For a short period in history, the global economy had relatively honest money and banking. This occurred when the Bank of Amsterdam was established as a bank of full deposit, issuing certificates of deposit circulating as currency. After the Bank of Amsterdam succumbed to the lure of issuing bank notes in excess of deposits held, banking never returned to this full deposit structure. Today, what we have in every country is not a fractional reserve system; rather, it is a system detached from any real reserves; bank notes are declared legal tender but a essentially a promise to pay nothing in particular.

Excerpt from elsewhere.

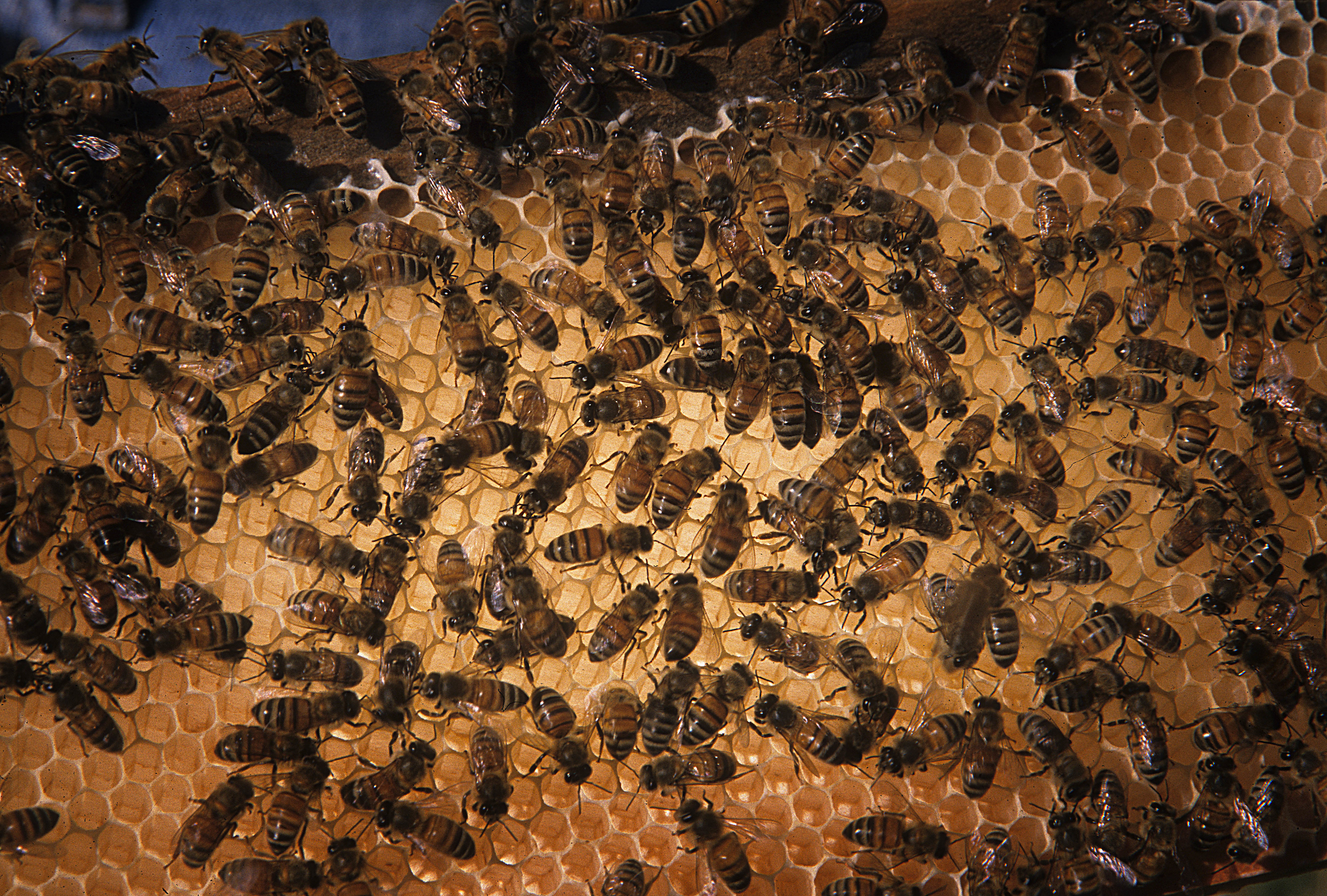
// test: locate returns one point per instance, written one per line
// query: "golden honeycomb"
(1231, 109)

Late in the 19th century, the American political economist Henry George tackled the land question left unsettled by the generations of Turgot and Paine. He also tried to tackle the money question. His solutions were logical and practical but strenuously resisted by those who held power and wealth. The result was to doom societies to repeated boom-to-bust cycles, interrupted only when world war created full employment periods (accompanied, of course, by previously unimagined loss of life and destruction of material goods as well as damage to the natural environment.

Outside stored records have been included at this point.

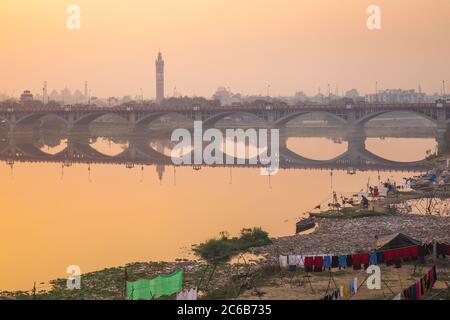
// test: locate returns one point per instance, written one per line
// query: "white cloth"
(398, 297)
(382, 191)
(360, 195)
(283, 261)
(300, 260)
(187, 294)
(296, 260)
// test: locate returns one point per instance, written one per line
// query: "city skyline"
(285, 45)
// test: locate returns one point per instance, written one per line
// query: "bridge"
(139, 115)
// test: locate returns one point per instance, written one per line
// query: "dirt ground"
(301, 286)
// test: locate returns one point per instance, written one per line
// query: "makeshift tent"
(162, 285)
(396, 240)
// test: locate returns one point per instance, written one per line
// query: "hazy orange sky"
(243, 44)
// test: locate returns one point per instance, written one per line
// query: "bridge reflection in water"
(153, 148)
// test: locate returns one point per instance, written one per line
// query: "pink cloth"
(418, 290)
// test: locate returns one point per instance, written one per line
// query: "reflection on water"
(104, 215)
(55, 148)
(411, 149)
(108, 146)
(309, 147)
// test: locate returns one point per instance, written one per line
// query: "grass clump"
(224, 248)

What deregulation of the financial system did was to exacerbate the upward climb of land prices, driven by credit-fueled speculation. So, it should be no surprise that when land prices reached a level that neither consumers nor businesses could afford a crash followed. Governments have thus far failed to address the volatility of land markets by imposing a high annual tax on the rent of land. This is the only economic policy that will work to bring down and stabilize land prices.
If only the power of ideas, of the ideas put forward by Henry George, would find widespread support from the world's peoples. Only then would we really address the issues raised by Professor Sassen.